Embolies pulmonaires : plus besoin d’hospitalisation systématique

11/12/2017 Par Marielle Ammouche
Cardio-vasculaire HTA

Le traitement des accidents thrombo-emboliques veineux peut être efficacement effectué à domicile, rapportent les Hospices Civils de Lyon.

Leurs services d’urgences et de médecine interne et vasculaire proposent, en effet, depuis peu aux patients venant consulter pour une maladie thrombo-embolique veineuse (MTEV) non grave de rentrer chez eux avec un traitement ad hoc et un rendez-vous de suivi à J+3. "On croit encore que toutes les phlébites ou les embolies pulmonaires sont des pathologies graves nécessitant une hospitalisation et une surveillance importante. En fait, 3 à 4 fois sur 10, l’hospitalisation peut être évitée puisqu’il s’agit avant tout d’administrer un traitement anticoagulant par voie orale.
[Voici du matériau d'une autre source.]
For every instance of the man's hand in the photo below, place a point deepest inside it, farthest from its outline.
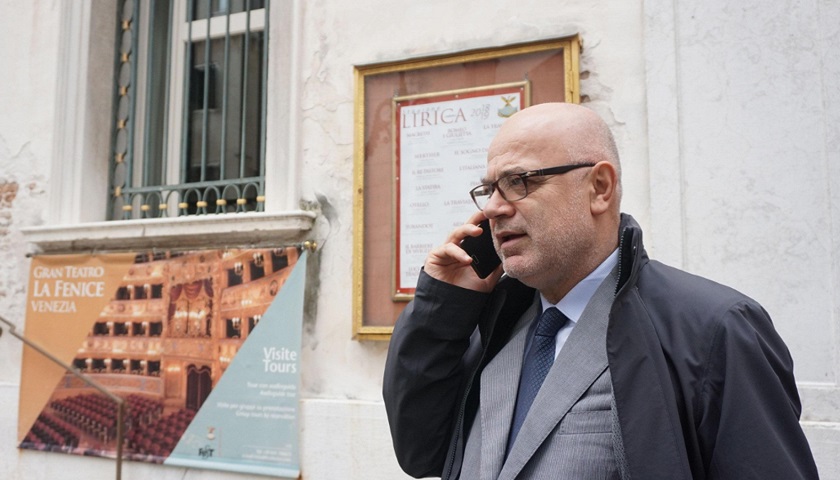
(451, 264)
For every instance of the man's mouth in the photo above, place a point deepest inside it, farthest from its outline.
(507, 237)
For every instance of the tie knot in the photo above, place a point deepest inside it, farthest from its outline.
(551, 321)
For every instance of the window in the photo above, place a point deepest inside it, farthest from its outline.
(87, 186)
(190, 108)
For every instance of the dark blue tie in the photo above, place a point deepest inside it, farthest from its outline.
(537, 363)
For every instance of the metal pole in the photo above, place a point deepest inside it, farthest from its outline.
(119, 401)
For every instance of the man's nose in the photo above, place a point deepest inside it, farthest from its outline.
(497, 206)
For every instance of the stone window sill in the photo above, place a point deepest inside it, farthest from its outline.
(189, 232)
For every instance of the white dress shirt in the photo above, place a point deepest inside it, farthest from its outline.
(573, 304)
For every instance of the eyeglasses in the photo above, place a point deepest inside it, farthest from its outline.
(514, 186)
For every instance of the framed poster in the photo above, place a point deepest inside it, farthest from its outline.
(392, 236)
(440, 151)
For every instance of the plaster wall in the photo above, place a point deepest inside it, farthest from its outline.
(726, 117)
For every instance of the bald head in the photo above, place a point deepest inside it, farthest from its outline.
(567, 223)
(584, 136)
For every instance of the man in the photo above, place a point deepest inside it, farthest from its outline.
(656, 373)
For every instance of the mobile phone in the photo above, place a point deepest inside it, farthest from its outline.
(482, 251)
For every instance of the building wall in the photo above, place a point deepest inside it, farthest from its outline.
(726, 115)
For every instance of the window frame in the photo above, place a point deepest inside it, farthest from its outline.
(77, 205)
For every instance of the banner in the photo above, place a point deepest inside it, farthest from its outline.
(203, 346)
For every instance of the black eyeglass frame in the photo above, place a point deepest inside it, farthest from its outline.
(524, 176)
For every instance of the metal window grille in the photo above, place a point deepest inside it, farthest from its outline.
(200, 150)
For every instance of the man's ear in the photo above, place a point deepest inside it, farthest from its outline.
(604, 187)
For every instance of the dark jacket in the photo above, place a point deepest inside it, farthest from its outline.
(703, 384)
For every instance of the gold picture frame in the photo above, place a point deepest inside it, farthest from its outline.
(551, 70)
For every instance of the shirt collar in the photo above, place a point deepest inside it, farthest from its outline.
(573, 304)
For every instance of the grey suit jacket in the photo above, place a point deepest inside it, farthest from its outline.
(571, 430)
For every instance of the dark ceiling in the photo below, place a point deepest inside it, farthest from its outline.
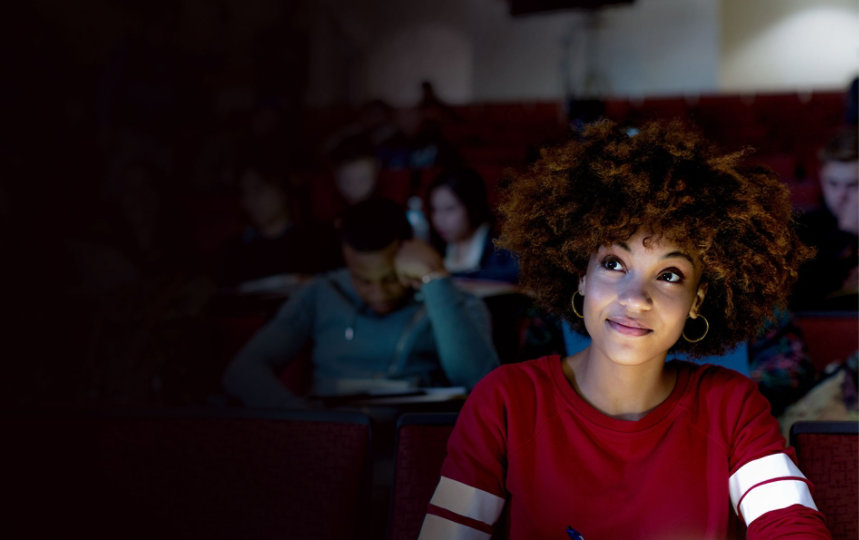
(525, 7)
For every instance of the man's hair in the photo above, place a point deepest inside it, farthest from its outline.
(736, 218)
(373, 224)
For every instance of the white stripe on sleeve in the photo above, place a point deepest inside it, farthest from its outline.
(773, 496)
(467, 501)
(758, 471)
(439, 528)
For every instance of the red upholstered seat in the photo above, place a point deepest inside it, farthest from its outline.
(172, 474)
(829, 336)
(420, 450)
(828, 454)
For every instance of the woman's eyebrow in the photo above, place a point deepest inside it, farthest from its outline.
(679, 254)
(624, 246)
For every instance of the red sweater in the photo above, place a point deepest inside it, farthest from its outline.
(527, 443)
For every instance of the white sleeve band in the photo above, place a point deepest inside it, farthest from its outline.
(774, 496)
(758, 471)
(439, 528)
(467, 501)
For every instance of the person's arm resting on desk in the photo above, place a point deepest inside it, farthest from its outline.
(252, 376)
(460, 322)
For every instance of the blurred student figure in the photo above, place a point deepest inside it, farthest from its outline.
(353, 178)
(278, 240)
(393, 315)
(418, 142)
(462, 227)
(831, 280)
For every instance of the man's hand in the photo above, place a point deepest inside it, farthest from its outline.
(416, 259)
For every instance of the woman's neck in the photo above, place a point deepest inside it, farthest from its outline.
(625, 392)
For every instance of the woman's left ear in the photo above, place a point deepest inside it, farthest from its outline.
(699, 299)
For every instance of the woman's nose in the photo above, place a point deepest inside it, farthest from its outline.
(635, 296)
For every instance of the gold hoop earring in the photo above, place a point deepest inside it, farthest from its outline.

Il est de mieux en mieux toléré et efficace en quelques heures", explique Hélène Desmur-Clavel, médecin interniste et vasculaire à l’origine de la prise en charge. "Après validation du degré de gravité de la MTEV (score clinicobiologique), le patient rentre chez lui avec un courrier explicatif et un traitement anticoagulant et peut à tout moment contacter l’hôpital s’il constate un problème. Il est systématiquement revu à J+3 pour un 'debriefing' et d’autres consultations sont envisagées à M+1, +6...", complète-t-elle. Pour valider cette prise en charge, une phase test a été mise en place à l’hôpital Edouard-Herriot. Sur la première année, 36 patients (24 hommes ; âge moyen 53,3 ans) ont bénéficié de cette prise en charge, ce qui représente 18% des MTEV accueillis aux urgences. Sur ces 36 patients, ont été diagnostiqués : 16 embolies pulmonaires, et 24 phlébites. Deux patients n’ont pas suivi la filière en totalité. "Le bilan à un an est globalement positif puisque qu’il n’y a eu aucune post-hospitalisation et qu’aucune hémorragie n’a été observée", assurent les HCL. Les patients ont été globalement satisfaits. A terme, on estime que la prise en charge à domicile pourrait être appliquée dans 30 à 40%. Cela concernerait environ 700 patients /an.